DOI: 10.4230/LIPIcs.MFCS.2021.84

Parameterized (Modular) Counting and Cayley Graph Expanders

Authors: Norbert Peyerimhoff, Marc Roth, Johannes Schmitt, Jakob Stix, and Alina Vdovina

Published in: LIPIcs, Volume 202, 46th International Symposium on Mathematical Foundations of Computer Science (MFCS 2021)

Abstract

We study the problem #EdgeSub(Φ) of counting k-edge subgraphs satisfying a given graph property Φ in a large host graph G. Building upon the breakthrough result of Curticapean, Dell and Marx (STOC 17), we express the number of such subgraphs as a finite linear combination of graph homomorphism counts and derive the complexity of computing this number by studying its coefficients. Our approach relies on novel constructions of low-degree Cayley graph expanders of p-groups, which might be of independent interest. The properties of those expanders allow us to analyse the coefficients in the aforementioned linear combinations over the field 𝔽_p which gives us significantly more control over the cancellation behaviour of the coefficients. Our main result is an exhaustive and fine-grained complexity classification of #EdgeSub(Φ) for minor-closed properties Φ, closing the missing gap in previous work by Roth, Schmitt and Wellnitz (ICALP 21). Additionally, we observe that our methods also apply to modular counting.

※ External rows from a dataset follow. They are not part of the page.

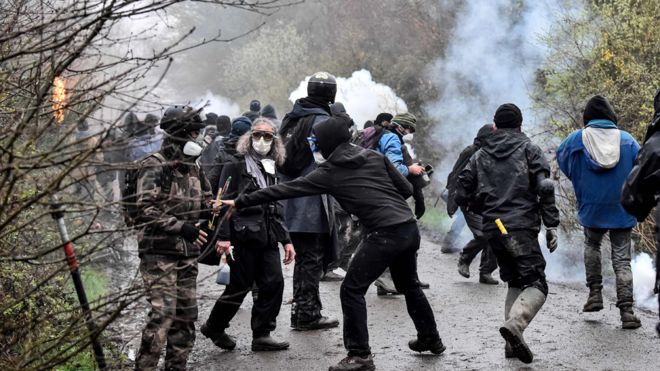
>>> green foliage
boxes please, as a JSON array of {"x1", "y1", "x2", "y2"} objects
[{"x1": 535, "y1": 0, "x2": 660, "y2": 251}]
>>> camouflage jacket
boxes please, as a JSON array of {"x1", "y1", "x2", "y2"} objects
[{"x1": 136, "y1": 156, "x2": 211, "y2": 257}]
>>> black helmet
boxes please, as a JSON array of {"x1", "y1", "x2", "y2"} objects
[
  {"x1": 307, "y1": 72, "x2": 337, "y2": 103},
  {"x1": 160, "y1": 105, "x2": 205, "y2": 138}
]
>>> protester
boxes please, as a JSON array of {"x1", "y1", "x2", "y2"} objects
[
  {"x1": 443, "y1": 124, "x2": 498, "y2": 285},
  {"x1": 557, "y1": 95, "x2": 642, "y2": 329},
  {"x1": 279, "y1": 72, "x2": 339, "y2": 331},
  {"x1": 456, "y1": 103, "x2": 559, "y2": 363},
  {"x1": 219, "y1": 115, "x2": 445, "y2": 371},
  {"x1": 621, "y1": 90, "x2": 660, "y2": 335},
  {"x1": 201, "y1": 118, "x2": 295, "y2": 351},
  {"x1": 135, "y1": 106, "x2": 211, "y2": 370}
]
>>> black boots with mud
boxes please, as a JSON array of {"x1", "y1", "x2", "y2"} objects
[
  {"x1": 252, "y1": 335, "x2": 289, "y2": 352},
  {"x1": 500, "y1": 287, "x2": 545, "y2": 363},
  {"x1": 582, "y1": 286, "x2": 603, "y2": 312},
  {"x1": 328, "y1": 354, "x2": 376, "y2": 371},
  {"x1": 408, "y1": 337, "x2": 447, "y2": 354},
  {"x1": 619, "y1": 305, "x2": 642, "y2": 330},
  {"x1": 199, "y1": 323, "x2": 236, "y2": 350}
]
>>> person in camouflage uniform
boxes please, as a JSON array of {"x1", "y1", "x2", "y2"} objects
[{"x1": 135, "y1": 106, "x2": 211, "y2": 370}]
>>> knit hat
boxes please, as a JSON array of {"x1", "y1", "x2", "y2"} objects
[
  {"x1": 582, "y1": 95, "x2": 618, "y2": 126},
  {"x1": 493, "y1": 103, "x2": 522, "y2": 129},
  {"x1": 392, "y1": 112, "x2": 417, "y2": 133}
]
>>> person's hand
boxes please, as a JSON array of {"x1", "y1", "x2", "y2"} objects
[
  {"x1": 545, "y1": 228, "x2": 559, "y2": 253},
  {"x1": 283, "y1": 243, "x2": 296, "y2": 265},
  {"x1": 215, "y1": 241, "x2": 231, "y2": 256},
  {"x1": 408, "y1": 164, "x2": 424, "y2": 175}
]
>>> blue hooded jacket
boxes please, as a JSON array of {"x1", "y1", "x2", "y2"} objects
[{"x1": 557, "y1": 119, "x2": 639, "y2": 229}]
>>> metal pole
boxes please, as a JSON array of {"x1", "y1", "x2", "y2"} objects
[{"x1": 50, "y1": 195, "x2": 106, "y2": 370}]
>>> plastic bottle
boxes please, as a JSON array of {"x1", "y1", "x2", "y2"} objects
[{"x1": 215, "y1": 254, "x2": 231, "y2": 285}]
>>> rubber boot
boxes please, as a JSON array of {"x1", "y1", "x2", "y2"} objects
[
  {"x1": 619, "y1": 305, "x2": 642, "y2": 330},
  {"x1": 504, "y1": 287, "x2": 521, "y2": 358},
  {"x1": 582, "y1": 285, "x2": 603, "y2": 312},
  {"x1": 500, "y1": 287, "x2": 545, "y2": 363}
]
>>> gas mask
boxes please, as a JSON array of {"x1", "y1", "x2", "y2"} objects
[{"x1": 252, "y1": 137, "x2": 273, "y2": 156}]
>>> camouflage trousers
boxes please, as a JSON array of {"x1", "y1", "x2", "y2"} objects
[
  {"x1": 135, "y1": 255, "x2": 197, "y2": 370},
  {"x1": 584, "y1": 227, "x2": 633, "y2": 307}
]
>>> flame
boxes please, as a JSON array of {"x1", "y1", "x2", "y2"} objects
[{"x1": 52, "y1": 76, "x2": 67, "y2": 124}]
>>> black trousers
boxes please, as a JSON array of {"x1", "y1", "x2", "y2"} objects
[
  {"x1": 339, "y1": 222, "x2": 439, "y2": 356},
  {"x1": 488, "y1": 230, "x2": 548, "y2": 295},
  {"x1": 292, "y1": 232, "x2": 330, "y2": 325},
  {"x1": 459, "y1": 208, "x2": 497, "y2": 274},
  {"x1": 207, "y1": 244, "x2": 284, "y2": 337}
]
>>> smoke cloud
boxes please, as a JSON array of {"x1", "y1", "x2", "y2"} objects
[{"x1": 289, "y1": 69, "x2": 408, "y2": 129}]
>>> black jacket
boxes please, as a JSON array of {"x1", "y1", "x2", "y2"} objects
[
  {"x1": 219, "y1": 155, "x2": 291, "y2": 248},
  {"x1": 621, "y1": 131, "x2": 660, "y2": 223},
  {"x1": 456, "y1": 129, "x2": 559, "y2": 233},
  {"x1": 236, "y1": 143, "x2": 414, "y2": 230}
]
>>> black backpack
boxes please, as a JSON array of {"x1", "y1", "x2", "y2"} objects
[
  {"x1": 121, "y1": 152, "x2": 169, "y2": 227},
  {"x1": 278, "y1": 115, "x2": 316, "y2": 178}
]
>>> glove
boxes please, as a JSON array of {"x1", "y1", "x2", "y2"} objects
[
  {"x1": 179, "y1": 223, "x2": 199, "y2": 242},
  {"x1": 545, "y1": 228, "x2": 559, "y2": 253},
  {"x1": 415, "y1": 201, "x2": 426, "y2": 219}
]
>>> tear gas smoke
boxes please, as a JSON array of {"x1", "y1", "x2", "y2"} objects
[{"x1": 289, "y1": 69, "x2": 408, "y2": 129}]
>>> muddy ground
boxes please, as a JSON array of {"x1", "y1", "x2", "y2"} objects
[{"x1": 113, "y1": 240, "x2": 660, "y2": 371}]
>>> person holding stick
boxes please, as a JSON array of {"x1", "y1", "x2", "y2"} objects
[
  {"x1": 200, "y1": 118, "x2": 296, "y2": 351},
  {"x1": 214, "y1": 114, "x2": 445, "y2": 371}
]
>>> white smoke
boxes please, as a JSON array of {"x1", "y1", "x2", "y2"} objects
[
  {"x1": 289, "y1": 69, "x2": 408, "y2": 129},
  {"x1": 191, "y1": 90, "x2": 241, "y2": 118},
  {"x1": 425, "y1": 0, "x2": 558, "y2": 182}
]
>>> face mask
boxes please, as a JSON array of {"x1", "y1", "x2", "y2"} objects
[
  {"x1": 252, "y1": 138, "x2": 273, "y2": 156},
  {"x1": 183, "y1": 140, "x2": 202, "y2": 157},
  {"x1": 314, "y1": 152, "x2": 325, "y2": 164}
]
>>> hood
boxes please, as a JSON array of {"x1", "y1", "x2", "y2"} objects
[
  {"x1": 328, "y1": 143, "x2": 369, "y2": 169},
  {"x1": 287, "y1": 97, "x2": 330, "y2": 118},
  {"x1": 582, "y1": 95, "x2": 618, "y2": 126},
  {"x1": 481, "y1": 129, "x2": 530, "y2": 159},
  {"x1": 313, "y1": 113, "x2": 351, "y2": 159},
  {"x1": 474, "y1": 124, "x2": 494, "y2": 148},
  {"x1": 582, "y1": 126, "x2": 621, "y2": 171}
]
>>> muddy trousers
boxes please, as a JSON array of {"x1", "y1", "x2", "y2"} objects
[
  {"x1": 584, "y1": 227, "x2": 633, "y2": 307},
  {"x1": 290, "y1": 232, "x2": 330, "y2": 327},
  {"x1": 488, "y1": 230, "x2": 548, "y2": 295},
  {"x1": 458, "y1": 211, "x2": 497, "y2": 274},
  {"x1": 339, "y1": 222, "x2": 439, "y2": 356},
  {"x1": 206, "y1": 245, "x2": 284, "y2": 337},
  {"x1": 135, "y1": 255, "x2": 197, "y2": 370}
]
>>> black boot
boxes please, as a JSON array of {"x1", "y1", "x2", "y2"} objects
[
  {"x1": 291, "y1": 317, "x2": 339, "y2": 331},
  {"x1": 582, "y1": 285, "x2": 603, "y2": 312},
  {"x1": 199, "y1": 323, "x2": 236, "y2": 350},
  {"x1": 328, "y1": 354, "x2": 376, "y2": 371},
  {"x1": 252, "y1": 335, "x2": 289, "y2": 352},
  {"x1": 408, "y1": 337, "x2": 447, "y2": 354}
]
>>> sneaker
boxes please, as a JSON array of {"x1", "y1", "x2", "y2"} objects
[
  {"x1": 199, "y1": 323, "x2": 236, "y2": 350},
  {"x1": 328, "y1": 354, "x2": 376, "y2": 371},
  {"x1": 408, "y1": 338, "x2": 447, "y2": 354},
  {"x1": 291, "y1": 317, "x2": 339, "y2": 331},
  {"x1": 321, "y1": 271, "x2": 344, "y2": 282},
  {"x1": 252, "y1": 335, "x2": 289, "y2": 352}
]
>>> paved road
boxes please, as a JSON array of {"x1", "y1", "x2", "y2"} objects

Among others, we obtain novel intractability results for the problems of counting k-forests and matroid bases modulo a prime p. Furthermore, from an algorithmic point of view, we construct algorithms for the problems of counting k-paths and k-cycles modulo 2 that outperform the best known algorithms for their non-modular counterparts. In the course of our investigations we also provide an exhaustive parameterized complexity classification for the problem of counting graph homomorphisms modulo a prime p.

Cite as

Norbert Peyerimhoff, Marc Roth, Johannes Schmitt, Jakob Stix, and Alina Vdovina. Parameterized (Modular) Counting and Cayley Graph Expanders. In 46th International Symposium on Mathematical Foundations of Computer Science (MFCS 2021). Leibniz International Proceedings in Informatics (LIPIcs), Volume 202, pp. 84:1-84:15, Schloss Dagstuhl – Leibniz-Zentrum für Informatik (2021)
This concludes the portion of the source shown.